The most essential part of proactive training is to learn the process of sexual grooming of both minor victims and parents. Grooming is the process by which predators gain access to vulnerable youth, gradually introduce sexual interaction, and then keep the child silent.

The key to preventing the grooming process is to train all participating adults in a sports organization on understanding how it works, identifying when it is occurring, and taking appropriate action.

Mandatory Prevention Policies

The Safe Sport Act requires sports organizations to establish reasonable procedures to limit one-on-one interactions between an adult and an amateur athlete who is a minor… without being in an observable and interruptible distance from another adult.

The Safe Sport Act has been criticized for not requiring other prevention procedures for non-NGB sports organizations. However, in addition to limiting one-on-one interactions, a well-written child abuse/molestation risk management program will incorporate other more specific prevention policies such as:

  • Requiring the presence of more than one adult at every activity
  • Having a take-home/pick-up policy to prevent one-on-one situations with a child who was not picked up by parents after practice
  • Defining appropriate touching of a child
  • Avoiding socialization with participants outside of sponsored activities
  • Avoiding overnight sleepover social functions.

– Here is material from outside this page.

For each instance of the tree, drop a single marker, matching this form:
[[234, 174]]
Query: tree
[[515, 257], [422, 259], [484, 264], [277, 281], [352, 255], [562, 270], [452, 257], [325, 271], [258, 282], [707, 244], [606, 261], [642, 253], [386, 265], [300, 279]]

Indirect application of the Safe Sport Act to non-NGB sports associations

The emphasis of this article keys in on the less stringent requirements of mandatory reporting, prevention training, and prevention policies that directly apply to non-NGB sports organizations.

However, there are many more stringent requirements for NGBs and Paralympic sports organizations and their members that don’t directly apply to non-NGB sports organizations. The Safe Sport Act requires NGBs and Paralympic organizations to work with the U.S. Center for Safe Sport. The USCSS exercises jurisdiction over NGBs with regard to safeguarding amateur athletes against abuse. This includes further training, oversight policies, and procedures to prevent all forms of child abuse. Child abuse is a much broader topic than just sex abuse and also includes emotional and physical abuse.

The additional polices required of NGBs through their association with U.S Center for Safe Sports include:

  • Mandatory reporting to the U.S. Center for Safe Sports
  • Mechanism for reporting
  • Procedures to prohibit retaliation
  • Oversight procedures, such as regular and random audits conducted by subject matter specialists to ensure that policies are being correctly followed.

It could be argued that these additional, more stringent requirements for NGBs and Paralympic organizations have set a standard of care that could apply to all sports organizations.

What if an amateur sports organization fails to comply and does not meet the standard of care?

Quite simply, failure to comply with a federal statute meant to protect the public safety is negligence per se and an easy win for the claimant. Under the Act, the claimant may bring a civil lawsuit in U.S. District Court. They can recover actual damages or liquidated damages in the amount of $150,000 and the costs of the action including reasonable attorney’s fees. The court may also allow punitive damages.

Insurance carriers offering coverage for sex abuse / molestation may demand compliance with the Safe Sport Act as an underwriting requirement as a pre-condition of coverage.

Recommendation for compliance with the Safe Sport Act:

  1. Your sports organization should have a written child abuse risk management plan that satisfies the mandatory reporting, education, and prevention policies.
  2. Distribute the plan via paper or electronic format on an annual basis to all participating adults who are in regular contact with minor amateur athletes. Be able to obtain their written acknowledgment that they have received and completed the training.Document compliance with 1 and 2 above so that it can be introduced into evidence in the event of an allegation covered by the Safe Sport Act.